Los territorios franceses de ultramar, las islas Guadalupe primero, Martinica y Reunión después, estuvieron paralizadas por huelgas generales a principios de 2009. El motivo: una vida demasiado cara (un nivel de vida muy bajo) en las islas francesas de las Antillas y del Océano Índico. Pero las dificultades económicas además van acompañadas de malestar social: “Donde más se resiente es en el mercado laboral, a nivel de inserción profesional. A la hora de buscar trabajo, los guadalupeños se encuentran con problemas de discriminación”, aprecia Élie Domota, secretaria general de la Unión General de trabajadores guadalupeños, según cita el periódico L’Humanité, el 9 de febrero de 2009. En el punto de mira: un Estado francés y una política que “no han permitido ni el desarrollo ni la lucha contra el desempleo”. “Los movimientos de protesta en las islas se deben al sentimiento de sus habitantes de no sentirse escuchados ni tomados en cuenta en las decisiones que ha tomado la Francia metropolitana y, por extensión, a nivel europeo”.

"Nuestras raíces son diversas y varias: africanas, amerindias, asiáticas..."

Auriane Audolant vive en Francia pero creció en la Reunión, donde la huelga se convocó el 5 de marzo de 2009. Si le preguntamos al respecto de su sentimiento de pertenencia a Europa, su respuesta es que “ni chicha ni limoná”: “Nuestra moneda también es el euro, señala, y estamos representados a nivel europeo. Por ejemplo, la eurodiputada francesa de ultramar, Margie Sudre, es una mujer política bastante famosa en la Reunión”. Sin embargo, mantiene que “los reunioneses tienen a veces la impresión de estar un poco olvidados o de no ser tomados demasiado en cuenta. El hecho de pertenecer a la Unión Europea, aunque estemos situados geográficamente en el Océano Índico, puede llevar a la gente a no considerarnos europeos, ya que en primer lugar, ni siquiera nos consideran completamente franceses. Las dificultades que lo prueban a nivel europeo existen ya a nivel nacional”.

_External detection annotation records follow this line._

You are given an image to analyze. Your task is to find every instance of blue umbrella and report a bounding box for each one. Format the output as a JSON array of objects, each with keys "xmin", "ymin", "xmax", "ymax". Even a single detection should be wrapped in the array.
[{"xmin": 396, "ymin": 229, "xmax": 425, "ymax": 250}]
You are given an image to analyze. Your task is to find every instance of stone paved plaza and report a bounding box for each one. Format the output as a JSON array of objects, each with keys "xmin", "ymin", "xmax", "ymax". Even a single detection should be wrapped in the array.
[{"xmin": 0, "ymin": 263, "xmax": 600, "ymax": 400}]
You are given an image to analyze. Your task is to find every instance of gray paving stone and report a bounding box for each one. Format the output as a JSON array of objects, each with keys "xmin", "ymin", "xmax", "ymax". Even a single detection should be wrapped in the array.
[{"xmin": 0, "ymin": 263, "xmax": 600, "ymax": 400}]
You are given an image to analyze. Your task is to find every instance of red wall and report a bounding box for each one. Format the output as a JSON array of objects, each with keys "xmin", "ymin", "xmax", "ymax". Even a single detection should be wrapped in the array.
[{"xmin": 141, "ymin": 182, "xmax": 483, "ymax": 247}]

Los tratados y la realidad

¿En qué medida las regiones europeas situadas en el otro hemisferio están regidas por Europa? Hay tres categorías diferentes para los territorios de ultramar: en primer lugar, están las regiones ultraperiféricas, que son miembros plenos de la UE y donde el derecho comunitario se aplica totalmente. Por supuesto estos son los menos numerosos. Encontramos en este grupo a: el archipiélago de las Azores y Madeira (portugueses), el archipiélago de las Canarias (español) y los departamentos franceses de ultramar (Martinica, Guadalupe, Guayana y Reunión). A continuación tenemos los países y territorios de ultramar (PTU) que cuentan con un régimen particular y que no son parte integrante de la UE “pero se benefician de relaciones privilegiadas con la Unión Europea”. Este grupo está formado por 21 integrantes, entre los que se encuentra, por ejemplo la Groenlandia danesa y las Islas Caimán inglesas: sus habitantes son libres de circular por la Unión Europea y los mercados están abiertos. Igual que la cultura.

“De donde venimos la mezcla cultural es original. Nuestras raíces son diversas y variadas, africanas, amerindias o asiáticas”, explica Jean-Claude Dellon, originario de la isla de Guadalupe. Entonces, ¿por qué europeos no? “Ante todo somos franceses y Francia forma parte de Europa. Nos beneficiamos de esta última, nuestros sentimientos o nuestra pertenencia a Europa son vistos a través del prisma del Estado francés”, continúa. ¿Cómo podemos reforzar los lazos y los intercambios, respetando la identidad y las especificidades regionales de los habitantes de estos territorios?